By Grant Forbes
While big goals are set on international platforms to prevent further loss of biodiversity, organisations like the ORCT are working tirelessly to halt and reverse the loss of biodiversity at ground level with landowners and stakeholders.
With the support of WWF South Africa and other partners, the ORCT has secured a number of conservation easements and together with landowners, we are changing the trajectory of these sites, ensuring that these corridors and remnants continue to function and become more resilient. The resilience of these areas is very important in the face of global change and the consistent anthropogenic impacts from surrounding land use.
The ORCT has been implementing site management with landowners since 2015. This includes restoring degraded areas along watercourses. Watercourses are well-known as biodiversity corridors in fragmented landscapes.
The story of the Ouka River
One such story revolves around the lovely Ouka River, west of Swellendam in the Overberg. Restoration started on the site in 2017 and was ramped up since 2020 to test and determine viable methods to restore degraded areas. A number of novel low-tech techniques are being piloted, and we are seeing some good preliminary results.
Based on restoration in other similar habitats, we have used restoration hollows (similar to swales), brush packing and testing different soil covers with varying results. The restoration hollows, used widely in the Karoo, allow the soil to rehydrate, capturing up to 50 L of runoff water per rainfall event. These hollows are then brush-packed with local material which traps seeds, provides cover for seedlings to germinate but also helps with the retention of moisture. Hollows are seeded with a mix of local pioneer grasses and shrubs.
Restoration in a harsh environment
The Rûens of the Overberg receives much less rain than the adjacent mountains, making it a brittle and challenging environment in which to do restoration.

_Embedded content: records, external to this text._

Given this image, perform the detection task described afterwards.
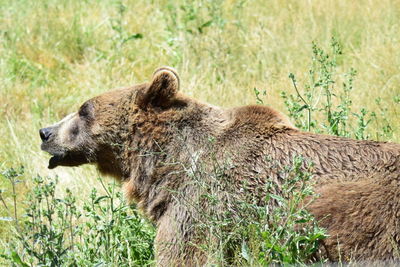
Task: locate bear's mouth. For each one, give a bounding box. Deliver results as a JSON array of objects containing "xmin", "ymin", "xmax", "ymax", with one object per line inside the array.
[
  {"xmin": 47, "ymin": 155, "xmax": 64, "ymax": 169},
  {"xmin": 48, "ymin": 152, "xmax": 89, "ymax": 169}
]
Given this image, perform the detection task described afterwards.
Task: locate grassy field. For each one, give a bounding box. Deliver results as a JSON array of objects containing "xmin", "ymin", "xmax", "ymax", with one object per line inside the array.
[{"xmin": 0, "ymin": 0, "xmax": 400, "ymax": 264}]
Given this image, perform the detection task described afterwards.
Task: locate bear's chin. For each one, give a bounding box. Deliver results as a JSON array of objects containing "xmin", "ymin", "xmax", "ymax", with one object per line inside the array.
[
  {"xmin": 47, "ymin": 155, "xmax": 62, "ymax": 169},
  {"xmin": 48, "ymin": 154, "xmax": 88, "ymax": 169}
]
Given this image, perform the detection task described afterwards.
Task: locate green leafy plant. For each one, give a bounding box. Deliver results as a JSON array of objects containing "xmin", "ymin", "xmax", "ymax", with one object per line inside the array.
[
  {"xmin": 281, "ymin": 37, "xmax": 393, "ymax": 142},
  {"xmin": 2, "ymin": 173, "xmax": 155, "ymax": 266}
]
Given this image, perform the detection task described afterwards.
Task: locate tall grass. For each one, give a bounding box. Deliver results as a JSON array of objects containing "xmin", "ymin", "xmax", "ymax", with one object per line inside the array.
[{"xmin": 0, "ymin": 0, "xmax": 400, "ymax": 266}]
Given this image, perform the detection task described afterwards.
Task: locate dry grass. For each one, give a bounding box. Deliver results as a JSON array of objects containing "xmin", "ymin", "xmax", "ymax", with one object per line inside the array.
[{"xmin": 0, "ymin": 0, "xmax": 400, "ymax": 242}]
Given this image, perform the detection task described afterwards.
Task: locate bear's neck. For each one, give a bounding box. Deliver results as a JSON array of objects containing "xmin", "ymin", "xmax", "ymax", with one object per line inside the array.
[{"xmin": 122, "ymin": 103, "xmax": 229, "ymax": 222}]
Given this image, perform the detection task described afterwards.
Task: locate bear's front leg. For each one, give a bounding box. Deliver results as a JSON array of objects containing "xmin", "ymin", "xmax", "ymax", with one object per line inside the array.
[{"xmin": 155, "ymin": 208, "xmax": 206, "ymax": 266}]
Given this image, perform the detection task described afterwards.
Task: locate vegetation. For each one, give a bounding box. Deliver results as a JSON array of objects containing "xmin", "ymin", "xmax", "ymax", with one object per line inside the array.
[{"xmin": 0, "ymin": 0, "xmax": 400, "ymax": 266}]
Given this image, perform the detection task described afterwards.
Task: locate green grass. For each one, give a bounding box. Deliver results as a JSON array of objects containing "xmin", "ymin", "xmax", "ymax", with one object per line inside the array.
[{"xmin": 0, "ymin": 0, "xmax": 400, "ymax": 266}]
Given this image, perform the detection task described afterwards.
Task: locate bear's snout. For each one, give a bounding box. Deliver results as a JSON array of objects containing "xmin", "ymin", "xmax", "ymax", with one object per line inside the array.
[{"xmin": 39, "ymin": 127, "xmax": 52, "ymax": 142}]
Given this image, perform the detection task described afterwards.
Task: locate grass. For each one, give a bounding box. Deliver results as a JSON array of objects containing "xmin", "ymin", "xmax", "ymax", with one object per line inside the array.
[{"xmin": 0, "ymin": 0, "xmax": 400, "ymax": 266}]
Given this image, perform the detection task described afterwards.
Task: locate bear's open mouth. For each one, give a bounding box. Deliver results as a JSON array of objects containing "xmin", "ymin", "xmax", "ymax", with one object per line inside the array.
[{"xmin": 48, "ymin": 155, "xmax": 64, "ymax": 169}]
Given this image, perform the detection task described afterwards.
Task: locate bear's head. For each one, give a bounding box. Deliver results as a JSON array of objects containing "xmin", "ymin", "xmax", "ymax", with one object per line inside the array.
[{"xmin": 39, "ymin": 67, "xmax": 179, "ymax": 176}]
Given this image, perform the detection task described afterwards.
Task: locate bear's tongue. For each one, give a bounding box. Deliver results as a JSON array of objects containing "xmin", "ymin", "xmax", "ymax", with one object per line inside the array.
[{"xmin": 48, "ymin": 155, "xmax": 61, "ymax": 169}]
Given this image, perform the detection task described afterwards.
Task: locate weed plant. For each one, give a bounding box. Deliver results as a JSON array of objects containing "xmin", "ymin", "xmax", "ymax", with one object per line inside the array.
[{"xmin": 0, "ymin": 169, "xmax": 155, "ymax": 266}]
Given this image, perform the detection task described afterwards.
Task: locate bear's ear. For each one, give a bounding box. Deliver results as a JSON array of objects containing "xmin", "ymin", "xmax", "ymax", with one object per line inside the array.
[{"xmin": 135, "ymin": 67, "xmax": 180, "ymax": 108}]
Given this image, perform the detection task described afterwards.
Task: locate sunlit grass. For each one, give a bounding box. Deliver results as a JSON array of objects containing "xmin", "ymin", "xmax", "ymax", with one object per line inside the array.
[{"xmin": 0, "ymin": 0, "xmax": 400, "ymax": 253}]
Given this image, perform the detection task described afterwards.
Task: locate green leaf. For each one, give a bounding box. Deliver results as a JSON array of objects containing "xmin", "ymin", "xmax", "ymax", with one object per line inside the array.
[{"xmin": 11, "ymin": 251, "xmax": 29, "ymax": 267}]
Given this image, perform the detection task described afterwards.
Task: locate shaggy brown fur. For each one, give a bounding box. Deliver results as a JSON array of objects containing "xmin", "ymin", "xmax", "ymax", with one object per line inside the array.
[{"xmin": 41, "ymin": 68, "xmax": 400, "ymax": 266}]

But together with the landowners, we are excited to see that these hollows are now providing a suitable microclimate where plants can establish, preventing further habitat degradation and restoring habitat continuity, under relatively harsh conditions.
We have just completed work on the second site this year and are now looking forward to spring and summer to see how our hollows have fared.
This is one of the few ways in which the ORCT supports landowners to leave a legacy, helping reach conservation targets and addressing management of one of the most threatened habitat types in South Africa and the world.